La rencontre était prévue alors qu’Emmanuel Macron vient de réaffirmer le caractère « indispensable » des transformations à entreprendre, afin de « sauver le système [de pensions] ». « Le seul levier que nous avons, c’est de travailler plus longtemps », a martelé le président de la République, samedi, sur TF1, en soulignant que « les besoins de financement sont massifs et vont continuer de s’accroître ». Dans un entretien fleuve accordé au quotidien Le Parisien de dimanche, le chef de l’Etat reconnaît que l’« effort » demandé ne réjouit personne, tout en insistant sur les mesures de « justice et d’équité » qui sont à l’ordre du jour : relèvement de la pension minimale pour les personnes ayant accompli une carrière complète, prise en compte de la pénibilité des métiers, dispositions dérogatoires pour ceux qui sont entrés tôt dans la vie active…

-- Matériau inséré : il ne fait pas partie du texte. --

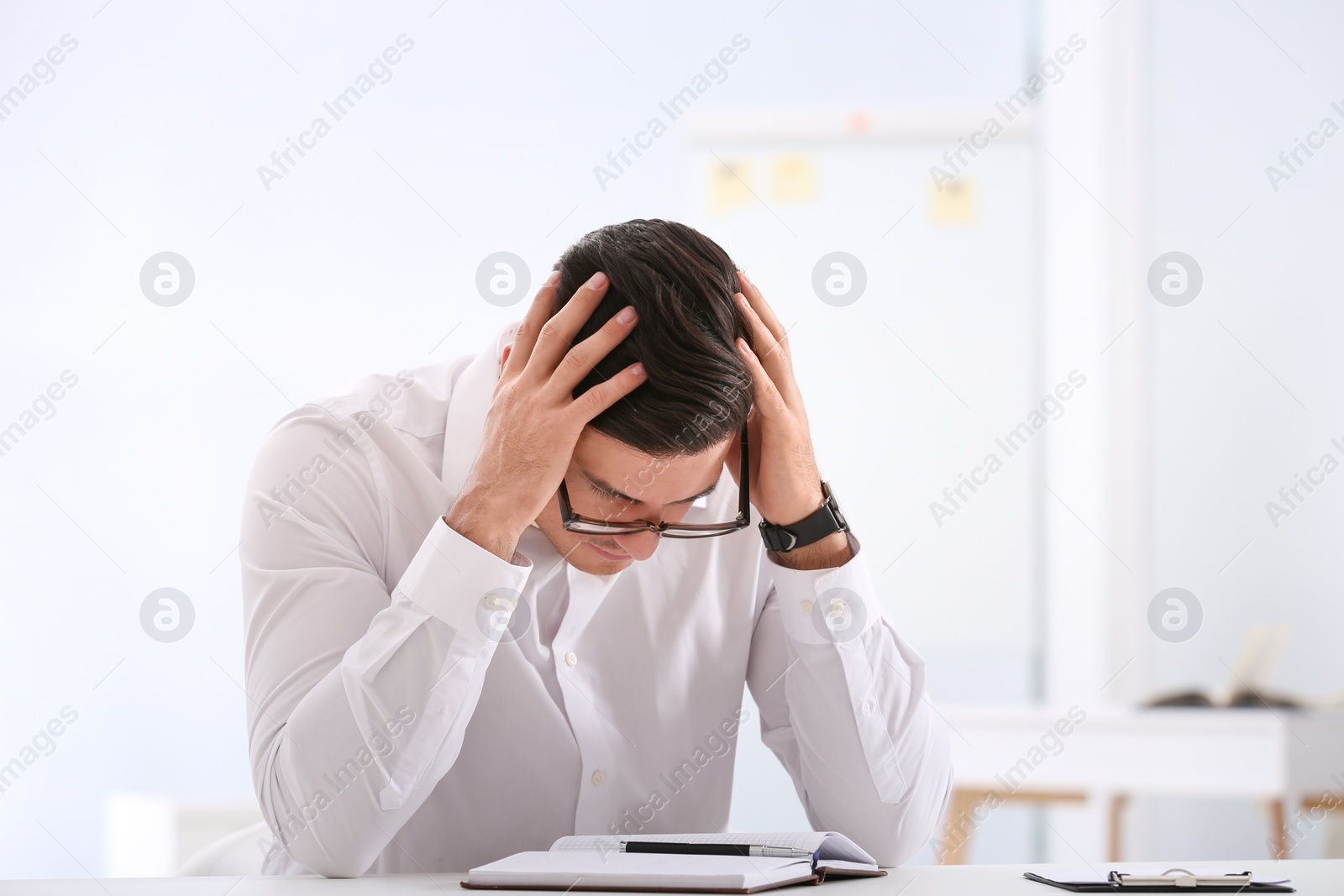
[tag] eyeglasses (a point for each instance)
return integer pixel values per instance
(585, 526)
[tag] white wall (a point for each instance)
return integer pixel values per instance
(150, 139)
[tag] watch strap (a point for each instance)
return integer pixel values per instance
(816, 526)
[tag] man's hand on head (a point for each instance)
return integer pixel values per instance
(534, 421)
(785, 479)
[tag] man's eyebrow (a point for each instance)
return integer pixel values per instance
(617, 493)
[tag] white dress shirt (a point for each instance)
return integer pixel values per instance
(417, 703)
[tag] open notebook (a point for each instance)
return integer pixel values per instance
(598, 862)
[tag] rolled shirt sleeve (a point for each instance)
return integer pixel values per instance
(360, 694)
(844, 705)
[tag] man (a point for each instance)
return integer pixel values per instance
(465, 637)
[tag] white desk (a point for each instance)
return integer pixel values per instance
(1310, 878)
(1280, 757)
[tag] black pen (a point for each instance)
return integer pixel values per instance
(712, 849)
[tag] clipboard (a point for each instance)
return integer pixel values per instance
(1173, 880)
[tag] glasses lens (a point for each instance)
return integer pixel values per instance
(597, 528)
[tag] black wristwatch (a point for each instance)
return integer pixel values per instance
(828, 520)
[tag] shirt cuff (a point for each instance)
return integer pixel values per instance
(463, 584)
(827, 606)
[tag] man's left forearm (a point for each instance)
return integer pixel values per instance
(831, 551)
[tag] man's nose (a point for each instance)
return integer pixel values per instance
(638, 544)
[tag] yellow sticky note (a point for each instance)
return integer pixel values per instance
(793, 179)
(954, 202)
(729, 184)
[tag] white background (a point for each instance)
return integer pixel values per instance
(363, 258)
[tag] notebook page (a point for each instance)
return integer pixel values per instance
(831, 844)
(585, 868)
(810, 840)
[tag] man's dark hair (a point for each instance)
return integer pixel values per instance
(682, 284)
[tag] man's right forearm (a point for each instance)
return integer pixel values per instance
(479, 517)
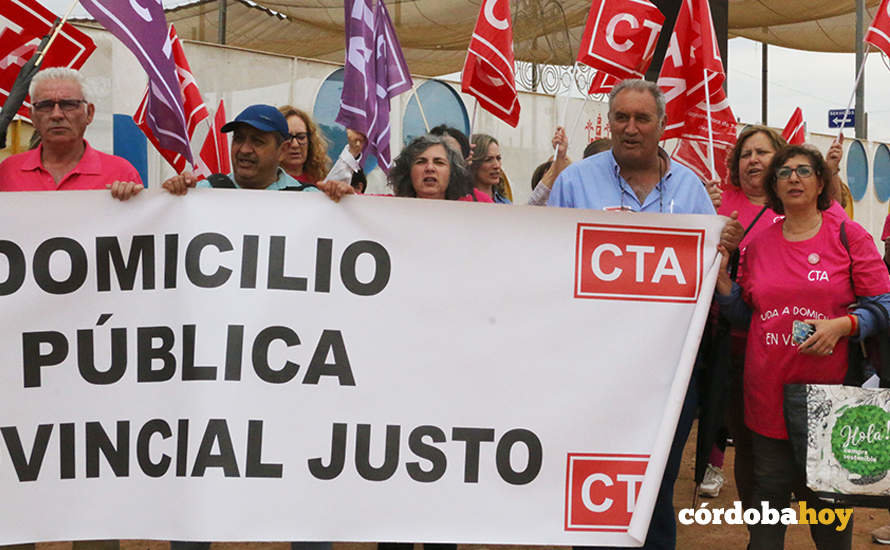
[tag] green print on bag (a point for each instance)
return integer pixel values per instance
(860, 440)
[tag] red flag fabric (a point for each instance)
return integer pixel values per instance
(193, 104)
(723, 123)
(22, 24)
(602, 83)
(694, 155)
(620, 37)
(878, 33)
(693, 149)
(488, 71)
(692, 55)
(214, 155)
(796, 129)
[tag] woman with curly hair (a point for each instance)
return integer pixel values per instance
(775, 286)
(428, 169)
(305, 156)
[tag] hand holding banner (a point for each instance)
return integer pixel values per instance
(375, 72)
(878, 33)
(488, 73)
(143, 30)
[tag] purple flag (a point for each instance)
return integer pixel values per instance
(375, 72)
(143, 29)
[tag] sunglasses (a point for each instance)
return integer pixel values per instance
(803, 171)
(48, 105)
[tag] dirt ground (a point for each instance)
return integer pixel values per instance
(693, 537)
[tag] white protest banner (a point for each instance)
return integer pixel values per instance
(245, 365)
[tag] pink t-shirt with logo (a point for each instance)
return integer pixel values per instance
(785, 281)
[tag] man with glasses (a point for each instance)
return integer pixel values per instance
(65, 160)
(637, 175)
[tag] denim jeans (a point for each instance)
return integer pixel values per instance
(775, 477)
(409, 546)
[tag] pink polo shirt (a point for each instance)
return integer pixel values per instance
(25, 172)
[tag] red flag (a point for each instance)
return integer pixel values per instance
(879, 32)
(620, 37)
(694, 155)
(22, 24)
(692, 55)
(602, 83)
(693, 148)
(214, 156)
(488, 71)
(796, 129)
(193, 104)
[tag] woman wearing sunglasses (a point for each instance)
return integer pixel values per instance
(305, 156)
(798, 269)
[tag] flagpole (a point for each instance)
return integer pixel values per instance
(853, 93)
(580, 115)
(426, 123)
(710, 127)
(473, 120)
(56, 32)
(562, 120)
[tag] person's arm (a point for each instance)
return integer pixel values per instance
(541, 192)
(729, 294)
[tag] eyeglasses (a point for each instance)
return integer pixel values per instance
(48, 105)
(803, 171)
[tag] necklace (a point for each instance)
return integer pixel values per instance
(657, 186)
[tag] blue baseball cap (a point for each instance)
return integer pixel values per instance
(262, 117)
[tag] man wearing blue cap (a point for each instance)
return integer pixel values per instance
(258, 137)
(259, 134)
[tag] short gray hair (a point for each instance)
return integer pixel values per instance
(640, 86)
(59, 73)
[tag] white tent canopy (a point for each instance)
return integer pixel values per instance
(435, 33)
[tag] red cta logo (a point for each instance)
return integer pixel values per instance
(602, 490)
(619, 262)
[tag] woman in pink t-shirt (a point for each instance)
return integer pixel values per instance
(797, 269)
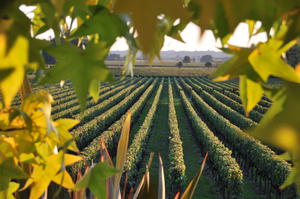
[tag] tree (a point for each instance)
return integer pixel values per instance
(293, 55)
(144, 27)
(206, 58)
(208, 64)
(186, 59)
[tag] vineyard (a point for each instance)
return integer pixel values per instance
(181, 118)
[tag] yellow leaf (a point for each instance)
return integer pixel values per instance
(63, 126)
(207, 13)
(16, 58)
(189, 191)
(64, 179)
(144, 16)
(121, 152)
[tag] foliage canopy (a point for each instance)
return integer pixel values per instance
(30, 137)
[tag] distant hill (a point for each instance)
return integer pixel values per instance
(178, 55)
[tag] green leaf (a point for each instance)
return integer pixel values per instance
(8, 61)
(109, 26)
(8, 194)
(95, 179)
(121, 153)
(250, 92)
(236, 66)
(82, 67)
(189, 191)
(266, 61)
(63, 126)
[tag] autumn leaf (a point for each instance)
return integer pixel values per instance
(145, 14)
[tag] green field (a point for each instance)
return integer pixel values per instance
(181, 118)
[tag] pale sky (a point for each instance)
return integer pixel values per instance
(191, 36)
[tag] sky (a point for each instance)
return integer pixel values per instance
(190, 35)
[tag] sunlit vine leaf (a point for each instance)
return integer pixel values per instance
(95, 179)
(8, 61)
(8, 194)
(9, 170)
(43, 175)
(267, 60)
(82, 67)
(146, 12)
(281, 128)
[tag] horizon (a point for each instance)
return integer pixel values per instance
(191, 36)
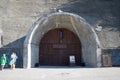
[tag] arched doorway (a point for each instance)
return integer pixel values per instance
(91, 51)
(57, 46)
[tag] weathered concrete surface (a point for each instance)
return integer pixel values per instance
(64, 73)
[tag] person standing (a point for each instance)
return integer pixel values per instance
(3, 61)
(13, 60)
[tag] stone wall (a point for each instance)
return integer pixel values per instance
(17, 16)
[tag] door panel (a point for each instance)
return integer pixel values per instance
(57, 45)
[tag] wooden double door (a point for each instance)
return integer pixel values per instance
(56, 47)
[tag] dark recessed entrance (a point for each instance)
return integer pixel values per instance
(57, 46)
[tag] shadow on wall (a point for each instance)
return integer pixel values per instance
(15, 46)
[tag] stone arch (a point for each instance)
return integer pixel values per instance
(89, 40)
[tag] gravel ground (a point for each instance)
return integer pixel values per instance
(61, 73)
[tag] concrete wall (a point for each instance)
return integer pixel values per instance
(17, 16)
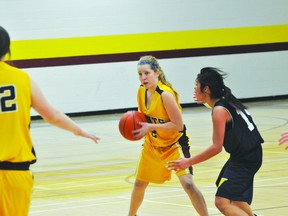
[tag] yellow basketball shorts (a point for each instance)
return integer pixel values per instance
(152, 165)
(15, 192)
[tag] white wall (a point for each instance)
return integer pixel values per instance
(98, 87)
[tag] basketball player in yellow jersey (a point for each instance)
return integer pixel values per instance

Les déclarations de M. Macron s’ajoutent à celles faites par Elisabeth Borne dans une interview au Parisien, daté de vendredi. Esquissant les contours de la réforme, la première ministre indique que celle-ci sera dévoilée « avant les vacances de Noël », pour être examinée au Parlement durant le printemps 2023 puis mise en œuvre à partir de l’été. Mme Borne soutient par ailleurs qu’aucune décision n’a été arrêtée, s’agissant du relèvement de l’âge légal de départ à la retraite, tout en rappelant que « l’engagement » de M. Macron, durant la campagne présidentielle, était d’aller progressivement vers 65 ans.
Cette prise de parole a beaucoup irrité les syndicats, car elle leur a donné l’impression que la messe était dite alors même que l’exécutif vient d’ouvrir un dernier « cycle de concertation » sur « l’équilibre » financier des régimes de pensions avec les organisations de salariés et d’employeurs. « Nous ne comprenons pas la stratégie de la première ministre quand celle-ci s’exprime par voie de presse pour présenter des éléments pas vraiment ficelés de la réforme des retraites, confie Yvan Ricordeau, secrétaire national de la CFDT. Il s’agit d’un non-sens, d’autant que les discussions entre le gouvernement et les partenaires sociaux sur ce dossier se poursuivent. »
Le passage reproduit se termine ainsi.